Recueil LGA 2019 , N021
Par Mariama DIABY, Doctorante en droit, Attaché Temporaire d'Enseignement et de Recherche - Université Paris 13

Sommaire

La Cour d’Appel de commerce d’Abidjan retient que « statue à tort le juge qui accorde des délais de grâce pour le remboursement d’une créance de nature cambiaire alors que l’article 39 de l'AUPSRVE exclut les dettes cambiaires du champ d’application des délais de grâce ».

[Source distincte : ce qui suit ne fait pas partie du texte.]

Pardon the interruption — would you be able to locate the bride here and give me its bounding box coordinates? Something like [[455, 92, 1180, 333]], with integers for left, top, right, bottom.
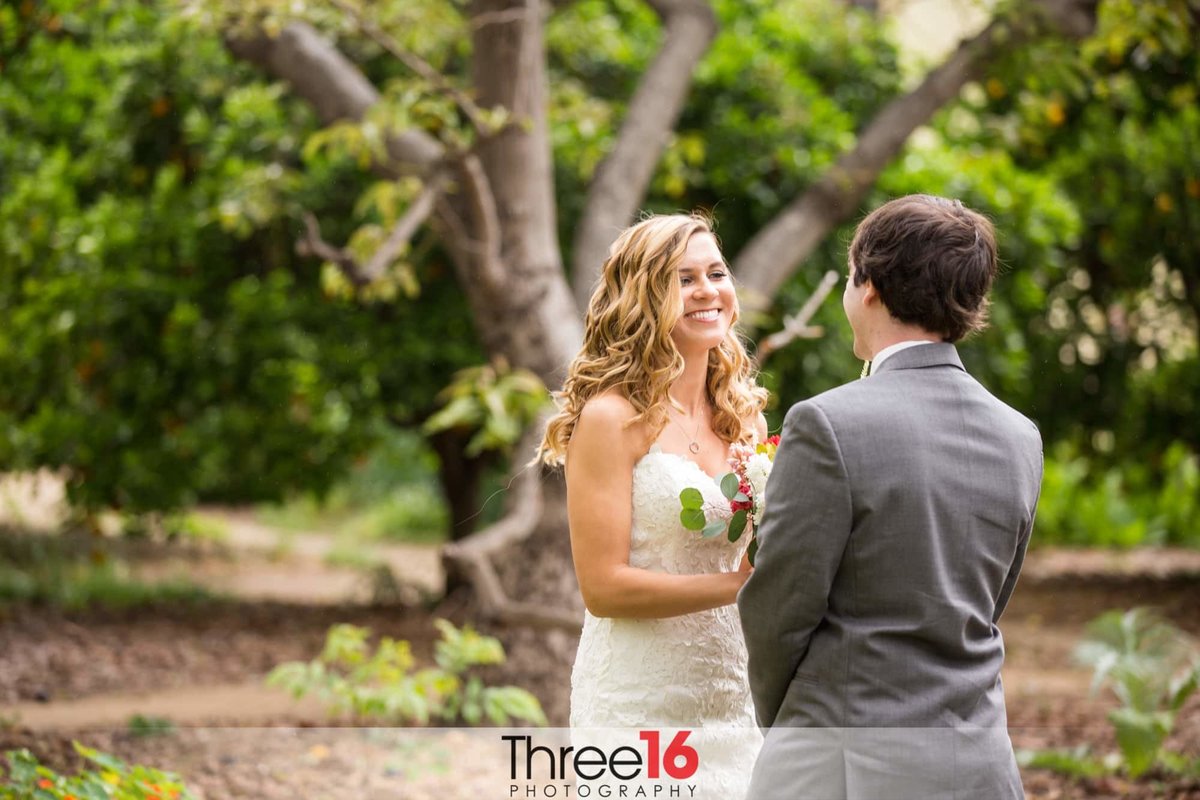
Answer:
[[539, 215, 767, 798]]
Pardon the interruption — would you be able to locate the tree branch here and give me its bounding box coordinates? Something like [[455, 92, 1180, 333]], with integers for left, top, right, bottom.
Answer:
[[755, 270, 840, 365], [733, 0, 1097, 309], [571, 0, 716, 308], [226, 23, 445, 178], [296, 173, 445, 287], [328, 0, 496, 137], [442, 419, 583, 633]]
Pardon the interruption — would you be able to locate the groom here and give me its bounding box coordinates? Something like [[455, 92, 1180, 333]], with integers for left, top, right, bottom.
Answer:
[[738, 196, 1042, 800]]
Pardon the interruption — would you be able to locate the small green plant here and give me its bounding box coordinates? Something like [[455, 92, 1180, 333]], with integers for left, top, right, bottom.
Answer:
[[266, 619, 546, 724], [0, 536, 214, 610], [0, 741, 196, 800], [1075, 608, 1200, 777], [421, 359, 548, 456]]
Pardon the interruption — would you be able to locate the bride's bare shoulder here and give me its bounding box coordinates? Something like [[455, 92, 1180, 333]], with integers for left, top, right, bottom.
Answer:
[[569, 391, 646, 455]]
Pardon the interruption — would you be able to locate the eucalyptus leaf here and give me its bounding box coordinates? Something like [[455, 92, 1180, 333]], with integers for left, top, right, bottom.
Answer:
[[679, 487, 704, 509], [728, 509, 746, 542]]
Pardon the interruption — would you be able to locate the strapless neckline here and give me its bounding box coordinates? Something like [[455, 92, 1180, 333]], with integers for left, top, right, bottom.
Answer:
[[634, 444, 721, 483]]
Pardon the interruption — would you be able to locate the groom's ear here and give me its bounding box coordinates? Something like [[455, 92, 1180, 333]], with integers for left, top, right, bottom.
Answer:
[[863, 278, 883, 307]]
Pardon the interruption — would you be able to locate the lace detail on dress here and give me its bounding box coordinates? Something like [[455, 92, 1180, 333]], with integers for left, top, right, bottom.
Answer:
[[571, 445, 761, 798]]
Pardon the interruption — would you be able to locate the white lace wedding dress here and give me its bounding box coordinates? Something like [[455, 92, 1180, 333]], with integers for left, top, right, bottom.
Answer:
[[571, 445, 762, 800]]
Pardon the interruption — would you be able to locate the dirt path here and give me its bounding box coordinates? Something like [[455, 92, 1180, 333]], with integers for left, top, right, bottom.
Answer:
[[0, 474, 1200, 800]]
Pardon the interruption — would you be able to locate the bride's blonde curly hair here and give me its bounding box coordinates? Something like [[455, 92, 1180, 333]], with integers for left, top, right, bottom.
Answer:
[[536, 213, 767, 465]]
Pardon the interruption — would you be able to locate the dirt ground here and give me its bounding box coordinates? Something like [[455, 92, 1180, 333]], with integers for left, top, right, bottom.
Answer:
[[0, 532, 1200, 800]]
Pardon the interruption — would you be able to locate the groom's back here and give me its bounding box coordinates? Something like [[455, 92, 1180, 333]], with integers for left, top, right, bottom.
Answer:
[[780, 344, 1042, 727]]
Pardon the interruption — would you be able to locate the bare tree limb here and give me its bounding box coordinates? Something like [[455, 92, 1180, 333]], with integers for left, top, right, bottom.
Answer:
[[328, 0, 496, 137], [362, 173, 445, 283], [442, 420, 583, 633], [733, 0, 1097, 308], [296, 173, 445, 287], [226, 23, 445, 178], [296, 211, 359, 277], [571, 0, 716, 308], [755, 270, 840, 365]]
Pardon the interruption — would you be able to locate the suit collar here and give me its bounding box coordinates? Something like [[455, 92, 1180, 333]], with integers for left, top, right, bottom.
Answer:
[[871, 342, 966, 375]]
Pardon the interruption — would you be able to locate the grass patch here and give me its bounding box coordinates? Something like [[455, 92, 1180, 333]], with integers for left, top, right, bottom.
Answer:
[[257, 431, 450, 545], [0, 534, 215, 610], [1016, 746, 1117, 777]]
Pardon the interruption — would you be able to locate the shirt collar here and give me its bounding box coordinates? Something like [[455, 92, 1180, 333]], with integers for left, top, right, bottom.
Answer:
[[866, 339, 937, 375]]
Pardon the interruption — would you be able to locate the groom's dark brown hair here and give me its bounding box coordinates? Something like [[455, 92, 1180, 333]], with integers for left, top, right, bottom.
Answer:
[[850, 194, 996, 342]]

Cour d'appel de Commerce d'Abidjan, 1ère Ch. Arrêt no 135/2019, 21 Mars 2019

La Cour d’Appel de Commerce d’Abidjan est saisie par une banque à la suite d’une ordonnance rendue par la juridiction présidentielle du Tribunal de Commerce d’Abidjan. Elle fait grief à cette ordonnance d’avoir accordé des délais de grâce à un chef d’entreprise qui avait avalisé deux billets à ordre offerts par l'entreprise en garantie du remboursement d’une dette. Selon le Tribunal, c'est la défaillance du débiteur principal qui aurait entrainé celle de l'avaliste. Pour la banque, la décision du premier juge viole l’article 39 de l’AUPSRVE. La Cour d’Appel de Commerce d’Abidjan partage cet avis. Elle retient que la créance bancaire résulte de billets à ordre avalisés par le débiteur et a donc une nature cambiaire. Les dettes cambiaires étant exclues du champ d’application des délais de grâce par l’article 39 de l'AUPSRVE, la Cour infirme l’ordonnance querellée.

L’éternelle question des conditions de l’octroi des délais de grâce par le juge est à nouveau posée cette fois, à la Cour d’Appel de commerce d’Abidjan.

L’article 39 de l’AUPSRVE est le siège des conditions d’octroi des délais de grâce par le juge en ce qu’il prévoit des mesures d’aménagement de la dette. Selon cet article, notamment en ses alinéas 1 et 2,  « Le débiteur ne peut forcer le créancier à recevoir en partie le paiement d'une dette, même divisible.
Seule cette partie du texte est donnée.